Ask doctors and they’ll tell you: In children, there’s chronological age and there’s bone age. When the two don’t match, there’s a problem. Bones that mature too quickly or too slowly may impair a child’s growth. 

Radiologists measure bone age, or skeletal maturity, by comparing x-rays of children’s hands to the standard for their age. Aspects of this technique haven’t changed in more than 75 years. GPU-accelerated deep learning is poised to change that.

 

Researchers at Massachusetts General Hospital’s new Clinical Data Science Center are testing an automated bone-age analyzer they’ve created. It speeds diagnosis of children’s growth problems and is nearly as accurate as human radiologists.

 

 

What Bone Age Says About Health
 

Set to begin clinical trials soon, the automated analyzer would assist radiologists rather than replace them, said Synho Do, an assistant professor at Harvard Medical School who leads the research team.

 

“Growth can be a general metric for a child’s health,” said Mark Michalski, director of Mass General’s data science center. (NVIDIA is a founding partner of the center.)

 

When a child’s growth is delayed or accelerated, the bone age test can tell doctors whether the cause is simply a family pattern or an indication of a chronic disease, endocrine disorder or genetic problem.

 

Bone Age Measurement Grows Up

 

But calculating bone age is a cumbersome, time-consuming process that requires radiologists to match digitized x-rays with images in a textbook published in the 1950s. 

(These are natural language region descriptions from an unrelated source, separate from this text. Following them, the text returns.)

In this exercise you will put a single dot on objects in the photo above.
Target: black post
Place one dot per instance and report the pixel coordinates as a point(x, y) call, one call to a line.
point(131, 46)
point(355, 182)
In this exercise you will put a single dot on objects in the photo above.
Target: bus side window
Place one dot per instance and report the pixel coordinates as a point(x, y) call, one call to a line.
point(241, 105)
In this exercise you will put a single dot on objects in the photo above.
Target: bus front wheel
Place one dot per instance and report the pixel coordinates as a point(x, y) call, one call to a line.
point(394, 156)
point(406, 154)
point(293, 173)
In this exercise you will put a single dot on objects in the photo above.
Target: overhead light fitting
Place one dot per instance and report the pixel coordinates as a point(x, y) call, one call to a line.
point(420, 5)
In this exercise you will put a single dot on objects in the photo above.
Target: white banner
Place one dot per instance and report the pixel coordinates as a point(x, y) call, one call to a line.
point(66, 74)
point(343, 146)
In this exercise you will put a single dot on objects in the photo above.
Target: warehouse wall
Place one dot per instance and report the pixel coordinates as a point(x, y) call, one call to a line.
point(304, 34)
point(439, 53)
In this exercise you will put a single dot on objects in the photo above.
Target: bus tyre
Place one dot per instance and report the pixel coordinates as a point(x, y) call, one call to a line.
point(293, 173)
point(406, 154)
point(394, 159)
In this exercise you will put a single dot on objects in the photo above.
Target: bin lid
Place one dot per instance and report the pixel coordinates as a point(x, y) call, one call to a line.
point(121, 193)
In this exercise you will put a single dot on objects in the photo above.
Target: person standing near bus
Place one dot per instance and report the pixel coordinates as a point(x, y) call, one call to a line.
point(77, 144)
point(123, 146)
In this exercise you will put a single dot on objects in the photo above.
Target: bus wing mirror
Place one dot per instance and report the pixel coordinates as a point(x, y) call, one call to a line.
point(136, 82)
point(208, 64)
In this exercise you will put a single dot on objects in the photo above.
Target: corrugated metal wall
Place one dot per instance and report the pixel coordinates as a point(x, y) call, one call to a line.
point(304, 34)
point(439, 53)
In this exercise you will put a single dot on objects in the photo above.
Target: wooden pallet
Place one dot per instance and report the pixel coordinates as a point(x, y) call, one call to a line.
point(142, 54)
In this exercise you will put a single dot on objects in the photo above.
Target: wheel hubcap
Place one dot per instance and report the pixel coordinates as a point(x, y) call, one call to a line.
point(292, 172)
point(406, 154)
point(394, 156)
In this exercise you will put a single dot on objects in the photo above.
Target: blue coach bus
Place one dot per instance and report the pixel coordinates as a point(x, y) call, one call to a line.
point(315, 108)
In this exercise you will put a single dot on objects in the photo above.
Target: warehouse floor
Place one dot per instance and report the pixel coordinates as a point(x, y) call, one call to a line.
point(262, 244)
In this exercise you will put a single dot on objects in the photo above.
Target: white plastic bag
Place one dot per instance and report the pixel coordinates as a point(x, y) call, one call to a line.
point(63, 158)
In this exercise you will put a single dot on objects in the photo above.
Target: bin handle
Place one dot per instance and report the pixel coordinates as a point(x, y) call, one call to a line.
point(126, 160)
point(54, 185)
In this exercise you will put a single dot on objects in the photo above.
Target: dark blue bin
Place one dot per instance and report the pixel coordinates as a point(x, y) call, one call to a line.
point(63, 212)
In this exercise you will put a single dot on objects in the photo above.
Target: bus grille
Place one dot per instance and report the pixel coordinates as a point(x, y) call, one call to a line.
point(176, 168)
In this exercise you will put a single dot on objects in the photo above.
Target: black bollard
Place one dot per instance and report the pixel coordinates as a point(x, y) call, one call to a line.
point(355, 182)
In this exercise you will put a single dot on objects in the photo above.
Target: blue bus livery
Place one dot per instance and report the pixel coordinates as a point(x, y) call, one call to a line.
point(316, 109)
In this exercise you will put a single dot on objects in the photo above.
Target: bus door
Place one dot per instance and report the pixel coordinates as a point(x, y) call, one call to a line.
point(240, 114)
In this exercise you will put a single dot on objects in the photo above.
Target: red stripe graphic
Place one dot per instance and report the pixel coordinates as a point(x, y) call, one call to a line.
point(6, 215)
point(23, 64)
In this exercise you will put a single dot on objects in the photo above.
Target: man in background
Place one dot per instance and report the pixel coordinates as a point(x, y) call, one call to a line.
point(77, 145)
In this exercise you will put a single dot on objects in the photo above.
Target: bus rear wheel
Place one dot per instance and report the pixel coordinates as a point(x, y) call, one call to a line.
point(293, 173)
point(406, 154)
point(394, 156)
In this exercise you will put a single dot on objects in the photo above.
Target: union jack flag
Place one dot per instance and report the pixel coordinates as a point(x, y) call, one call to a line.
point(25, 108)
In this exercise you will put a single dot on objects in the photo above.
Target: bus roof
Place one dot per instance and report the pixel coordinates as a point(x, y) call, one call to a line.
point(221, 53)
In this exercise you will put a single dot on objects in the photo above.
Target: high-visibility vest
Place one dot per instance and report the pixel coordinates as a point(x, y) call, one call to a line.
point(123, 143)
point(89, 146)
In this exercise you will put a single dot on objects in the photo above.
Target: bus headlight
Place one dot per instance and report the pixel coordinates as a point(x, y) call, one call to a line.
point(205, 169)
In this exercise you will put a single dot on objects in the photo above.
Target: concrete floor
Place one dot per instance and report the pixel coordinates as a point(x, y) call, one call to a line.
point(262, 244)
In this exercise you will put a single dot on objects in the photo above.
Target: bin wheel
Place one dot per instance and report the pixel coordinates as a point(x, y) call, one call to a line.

“You look at beautiful digital images with modern technology and you flip through this old book trying to find the page with the right image,” Michalski said.

 

For Do, the problem was ripe for deep learning. He and the research team trained the neural network on about 7,400 x-rays and radiologist reports from Mass General’s records. Do said he was able to reduce training time by using the cuDNN version of the Caffe deep learning framework and the NVIDIA DIGITS DevBox deep learning appliance, equipped with four TITAN X GPUs and DIGITS deep learning training software.

 

“Without GPUs, I wouldn’t have been able to get the performance I needed, and I wouldn’t have been able to develop such an accurate algorithm,” said Do, who is assistant medical director for advanced health technology, research and development for the Massachusetts General Hospital physicians’ group.

Do expects even better performance in the future. In early September, the Mass General center became one of the first research institutions to receive our powerful DGX-1 deep learning system, the world’s first AI supercomputer in a box. 

 

Faster, More Accurate Diagnosis 

 

If the hospital can put Do’s automated bone age analyzer into practice, parents could see test results sooner.



“Parents often have to wait a day or more for a test result,” Do said. “This algorithm can give results in seconds.”



Deep learning could also boost accuracy by eliminating differences among radiologists with different training and experience, Do said. His bone age AI would process x-rays and provide suggested matches. The radiologist would choose from among these, and the system would generate a report on the results. The algorithm is 99 percent accurate, with an average error rate of plus or minus one year of age.

 

“This is a small step that takes us toward a more effective healthcare practice for all patients,” Michalski said.

 

Do and his research team presented an abstract describing their work on kids’ growth problems at the Conference on Machine Intelligence in Medical Imaging in Alexandria, VA, and plan to submit a paper soon.